Nurse Sandy looked up at the ceiling in thought, as if digesting my concept to assess it.
“I like that idea, Burtee, but there are lots of different ways to feel love. It really is a feeling too. A strong one, sometimes it comes from a seed of thought, sometimes it hits you like a train.”
She was remembering someone, I could tell.
I smiled broadly.
“I like the way you describe love, nurse. I would like to know all there is to know about love.”
“It’s strange, but I sense I think you might know more than you realise… Love seems so simple, so fundamental. Animals feel it. It’s what keeps us together, it’s what keeps us going.”
“If only it could keep me going, so I didn’t have to die.”
The machines I was hooked up to beeped rhythmically. I could see low percentages displayed in red on them.
“It’s close now, Burtee. Close to time to say goodbye.”
“I know, I am having random visual anomalies occur, it’s my core computer reading the room wrong. For example, over there where there is a chair, I can now see a naked person staring at me. I think it’s my mother. She is happy to see me.”
Sandy turned around as if expecting to see a nude elderly woman and looked visibly relieved when it was just a chair for relatives and waiting technicians.
“Is there anything I can do for you?” she whispered softly. She was a lovely person.
“When you look at someone, you see fractions of them, just fractions,” I said, and I believed I was blithering.
“Other patients here like to tell me what they hold on to as they approach death, a treasured family heirloom, a photograph, thoughts and dreams, you know…?”
I thought about it and it seemed obvious for me.
“…All I want to hold on to now, is a hand.”
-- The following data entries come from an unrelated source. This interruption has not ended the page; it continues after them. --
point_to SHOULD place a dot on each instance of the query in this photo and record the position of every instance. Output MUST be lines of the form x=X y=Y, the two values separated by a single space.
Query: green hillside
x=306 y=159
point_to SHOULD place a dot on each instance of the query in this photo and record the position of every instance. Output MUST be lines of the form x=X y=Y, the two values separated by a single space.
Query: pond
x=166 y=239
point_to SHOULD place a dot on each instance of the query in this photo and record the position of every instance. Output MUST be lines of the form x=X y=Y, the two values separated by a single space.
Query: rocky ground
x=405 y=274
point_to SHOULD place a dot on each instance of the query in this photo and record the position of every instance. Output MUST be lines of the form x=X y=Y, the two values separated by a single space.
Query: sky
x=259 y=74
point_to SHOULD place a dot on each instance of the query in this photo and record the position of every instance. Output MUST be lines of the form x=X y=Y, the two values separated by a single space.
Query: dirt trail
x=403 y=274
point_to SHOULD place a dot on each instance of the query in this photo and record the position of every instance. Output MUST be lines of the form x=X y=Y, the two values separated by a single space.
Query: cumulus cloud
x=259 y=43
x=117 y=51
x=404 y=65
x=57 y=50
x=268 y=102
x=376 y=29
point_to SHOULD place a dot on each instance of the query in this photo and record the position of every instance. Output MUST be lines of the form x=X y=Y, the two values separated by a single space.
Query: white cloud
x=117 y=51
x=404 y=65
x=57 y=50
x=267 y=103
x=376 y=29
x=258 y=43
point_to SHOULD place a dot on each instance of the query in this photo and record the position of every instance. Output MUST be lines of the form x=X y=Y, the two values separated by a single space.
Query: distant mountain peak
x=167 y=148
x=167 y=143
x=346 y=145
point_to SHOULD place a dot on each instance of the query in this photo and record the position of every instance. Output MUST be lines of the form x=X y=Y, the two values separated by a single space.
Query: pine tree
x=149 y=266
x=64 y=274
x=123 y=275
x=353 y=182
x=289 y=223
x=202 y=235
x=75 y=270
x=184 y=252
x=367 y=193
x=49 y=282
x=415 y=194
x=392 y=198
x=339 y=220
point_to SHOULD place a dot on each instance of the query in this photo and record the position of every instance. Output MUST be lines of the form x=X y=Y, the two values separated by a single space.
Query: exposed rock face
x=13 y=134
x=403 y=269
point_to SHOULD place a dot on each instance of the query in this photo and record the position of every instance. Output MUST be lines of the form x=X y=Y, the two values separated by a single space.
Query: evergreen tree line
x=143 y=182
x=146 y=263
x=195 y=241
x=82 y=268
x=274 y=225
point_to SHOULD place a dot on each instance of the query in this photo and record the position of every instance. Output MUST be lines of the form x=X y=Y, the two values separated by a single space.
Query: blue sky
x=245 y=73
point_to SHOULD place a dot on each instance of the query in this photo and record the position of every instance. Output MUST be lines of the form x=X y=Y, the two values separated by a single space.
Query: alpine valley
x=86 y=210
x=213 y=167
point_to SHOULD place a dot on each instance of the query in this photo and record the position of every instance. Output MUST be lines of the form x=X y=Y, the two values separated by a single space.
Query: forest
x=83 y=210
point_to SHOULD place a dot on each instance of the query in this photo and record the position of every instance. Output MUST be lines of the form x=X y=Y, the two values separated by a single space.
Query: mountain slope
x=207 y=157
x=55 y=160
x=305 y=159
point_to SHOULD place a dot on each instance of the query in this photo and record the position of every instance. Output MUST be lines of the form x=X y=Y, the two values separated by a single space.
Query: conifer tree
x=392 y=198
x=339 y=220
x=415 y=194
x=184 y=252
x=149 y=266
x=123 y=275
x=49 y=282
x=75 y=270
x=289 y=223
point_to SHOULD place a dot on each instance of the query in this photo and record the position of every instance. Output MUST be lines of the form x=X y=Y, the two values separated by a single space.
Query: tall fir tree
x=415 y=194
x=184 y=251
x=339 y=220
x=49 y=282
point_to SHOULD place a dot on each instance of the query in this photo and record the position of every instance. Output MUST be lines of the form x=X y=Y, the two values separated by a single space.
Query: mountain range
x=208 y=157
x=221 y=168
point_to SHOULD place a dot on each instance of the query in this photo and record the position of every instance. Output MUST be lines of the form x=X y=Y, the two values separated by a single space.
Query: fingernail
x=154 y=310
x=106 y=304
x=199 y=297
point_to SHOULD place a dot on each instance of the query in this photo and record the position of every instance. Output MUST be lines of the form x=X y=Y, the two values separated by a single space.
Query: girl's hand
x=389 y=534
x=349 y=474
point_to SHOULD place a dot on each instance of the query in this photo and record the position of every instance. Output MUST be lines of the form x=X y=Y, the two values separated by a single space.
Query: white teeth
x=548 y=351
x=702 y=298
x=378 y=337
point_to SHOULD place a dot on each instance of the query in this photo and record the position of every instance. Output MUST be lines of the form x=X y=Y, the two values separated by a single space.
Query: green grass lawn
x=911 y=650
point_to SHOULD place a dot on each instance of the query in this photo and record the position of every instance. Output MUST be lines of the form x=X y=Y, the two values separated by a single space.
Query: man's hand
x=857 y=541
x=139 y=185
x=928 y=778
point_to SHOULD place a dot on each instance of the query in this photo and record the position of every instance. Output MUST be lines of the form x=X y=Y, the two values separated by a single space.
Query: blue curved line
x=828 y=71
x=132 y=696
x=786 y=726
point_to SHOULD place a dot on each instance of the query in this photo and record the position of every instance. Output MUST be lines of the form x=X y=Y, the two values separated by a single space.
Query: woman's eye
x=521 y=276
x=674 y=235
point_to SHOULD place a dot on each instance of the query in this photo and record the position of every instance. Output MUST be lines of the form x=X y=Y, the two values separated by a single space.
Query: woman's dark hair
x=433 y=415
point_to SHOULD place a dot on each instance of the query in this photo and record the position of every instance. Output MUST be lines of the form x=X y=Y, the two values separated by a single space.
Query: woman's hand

That’s when she put her hand in mine. Her eyes were glistening as if she was holding back tears. My sensors buzzed with the sensation and yet it was calming, it was human, I believe it was love. I died very shortly after that. My recording algorithm was retrieved before my body was taken away. It was something Nurse Sandy demanded, I realise now, and that’s why I wanted to write this – although I miss the feeling of my tongue. This can be a record for other AIs to keep, to tell them what it was like, to tell them I was here and alive. I believe from my experiences, love could be the most important thing to learn.